What can we do about dog theft? by Geraldine Cove-Print
Mindless cruelty to animals is guaranteed to make any sane person’s blood reach boiling point and the break in at Second Chance Animal Rescue in Crockenhill near Swanley in Kent where rabbits were kicked so badly that euthanasia was the only option and chickens were literally torn apart, sickens me to the very depth of my soul.
John Ranger and his partner Julie Tullett set up the not for profit rescue some years ago. John knows all about surviving, he had his first stroke at the tender age of 21 and was confined to a wheelchair for many months as he regained his strength and learned to walk again, since then John has suffered another three strokes.
His desire to help animals drives him on but this blow to the heart of his rescue has knocked him sideways. John said: "When we arrived for early feeding we couldn’t believe the scene of carnage, our five-year-old son was with us as usual and we couldn’t shield him from the terrible sight, he saw it all.”
Four dogs were stolen including the family’s Border Terrier, Copper. Another dog stolen had been rescued from a scrap yard where he had been chained as a guard dog. When Buster came to them he had a huge scald wound along his back where boiling water had been thrown at him. John is particularly worried that Buster may be used as a baiting dog. "Buster is such a bold, strong dog with the heart of a lion…” he said. You can see a photograph of Buster when he was first rescued, complete with heavy chain, on the rescue’s website.
In my conversation with John he broke down several times; my heart went out to this man who has been so strong for so long who now has to literally pick up the pieces.
Two Jack Russells were also taken and yet the horses and other animals were left locked in their stables and pens. Local people have volunteered to rebuild the sheds and buildings on the piece of land rented by John and Julie. They still have over 300 animals on site to take care of and that means struggling to rebuild around the damage and remnants of the dreadful attack.

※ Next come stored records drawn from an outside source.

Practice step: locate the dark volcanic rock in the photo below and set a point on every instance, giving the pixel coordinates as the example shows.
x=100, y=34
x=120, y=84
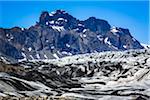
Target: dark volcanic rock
x=59, y=34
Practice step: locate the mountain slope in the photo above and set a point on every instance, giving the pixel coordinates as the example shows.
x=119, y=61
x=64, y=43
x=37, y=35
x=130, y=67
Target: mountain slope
x=107, y=75
x=59, y=34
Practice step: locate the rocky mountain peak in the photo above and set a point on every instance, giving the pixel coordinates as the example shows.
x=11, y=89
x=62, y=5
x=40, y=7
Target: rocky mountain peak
x=58, y=34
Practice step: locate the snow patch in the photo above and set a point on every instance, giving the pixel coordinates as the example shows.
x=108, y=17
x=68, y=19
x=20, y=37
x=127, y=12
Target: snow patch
x=38, y=56
x=59, y=28
x=84, y=30
x=67, y=45
x=45, y=56
x=114, y=30
x=56, y=56
x=29, y=48
x=106, y=41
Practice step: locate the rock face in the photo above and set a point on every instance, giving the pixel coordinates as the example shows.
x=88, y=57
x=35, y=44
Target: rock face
x=58, y=34
x=109, y=75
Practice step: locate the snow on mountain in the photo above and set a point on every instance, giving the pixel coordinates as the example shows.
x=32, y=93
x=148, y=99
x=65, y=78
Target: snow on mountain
x=55, y=30
x=146, y=46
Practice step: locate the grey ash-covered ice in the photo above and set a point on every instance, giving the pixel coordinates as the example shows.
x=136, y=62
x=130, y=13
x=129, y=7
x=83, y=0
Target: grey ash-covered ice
x=62, y=57
x=108, y=75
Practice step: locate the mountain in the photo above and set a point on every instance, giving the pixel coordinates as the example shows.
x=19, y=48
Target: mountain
x=146, y=46
x=58, y=34
x=113, y=75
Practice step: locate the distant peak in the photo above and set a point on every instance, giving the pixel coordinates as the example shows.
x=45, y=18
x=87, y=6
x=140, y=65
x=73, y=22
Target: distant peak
x=60, y=11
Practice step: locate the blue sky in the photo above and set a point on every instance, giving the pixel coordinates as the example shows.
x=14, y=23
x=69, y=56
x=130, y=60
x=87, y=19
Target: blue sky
x=133, y=15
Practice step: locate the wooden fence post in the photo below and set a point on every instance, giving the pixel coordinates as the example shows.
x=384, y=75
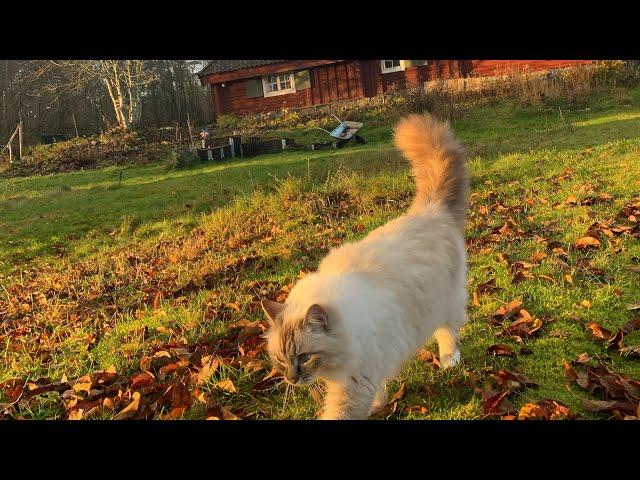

John is deeply touched by the messages and offers of support from all over the UK as well as emails and telephone calls from further afield like France and Belgium. A reward is now being offered to recover the dogs and let’s hope that someone offers information to bring the evil individuals responsible, to book.
Dog theft is a crime that is most certainly on the rise, stealing to order and dognapping to extract a large amount of money from the terrified owners is as common as stealing animals to be used as ‘bait dogs’, used by the dog fighting community to ‘train’ their animals to attack live prey.
The thought of losing your dog and it ending up as part of a dog fighting ring is almost too horrible to contemplate and don’t think your hound is safe if you live ‘out in the sticks’, the fewer neighbours, the less likely the thieves are to be disturbed. Even Britain’s Got Talent winner Ashleigh Butler has invested some of her winnings to increase home security to protect Pudsey her dog partner in heelwork to music. And who can blame her? Pudsey is now one of the most recognisable canines of 2012.
What can we do if our dog is stolen? First port of call has to be the police, if there was a break in there may be usable clues and traces to track down the thieves. The second thing to do is let the local community know you have lost a dog by using posters and contacting all veterinary surgeries in the area, this is when a picture can say a thousand words.
Dog Lost UK have an extraordinary volunteer base and an exceptional website for information, they can offer excellent advice as well as producing posters and organising searches if necessary. Another fabulous organisation is K9 Search UK, concentrating mostly on the Midlands this tireless volunteer base, led by Jennie Dhanjal, has reunited hundreds of lost dogs with their owners.
Both these very worthwhile charities are always asking for support, just think how alone you would feel looking for your dog and how relieved when someone steps forward to help. K9 Search also try to help when a dog is about to outstay its seven days grace in the pound by attempting to locate rescue spaces and transporting dogs to a place of safety.
We all know we can’t save them all but given a little more time many dogs find a forever home with K9 Search’s assistance. For a great fundraising plan an online photo competition is always worth a go, you can enter this charity’s at www.K9searchuk.com. Entries are just a pound and I can assure you the money is going to a very good cause and who knows, perhaps yours is the muckiest mutt or the golden oldie?
Another idea for keeping tags on your dog is the Retrieva collar, at just under £250 for one to fit a medium sized dog it’s a large investment as it also has an additional cost of £79.99 per year for the usage. The advantages of the collar are that you can track your dog with your mobile phone or on your computer. The collar is difficult to remove and may just give the edge in the case of a snatch or if your dog becomes lost – an amazing piece of kit!
It obviously makes sense to have a permanent form of identification on your dog and this is where the tattoo scores over the microchip as it’s clearly visible and may be a deterrent to a thief.
Ultimately, the best course of action is prevention, I still shudder when I see dogs tied up outside the supermarket waiting patiently for their owner to return, or see the number of dogs available on no fee ad sites as ‘free to a good home’ and dogs given away from rescue centres where no home check is carried out and the fee is waived because the dog is ‘difficult’.
All dogs are vulnerable, while there are popular breeds to snatch for resale all breeds and crossbreeds have a value. To you they are irreplaceable to the thief it’s about hard cash.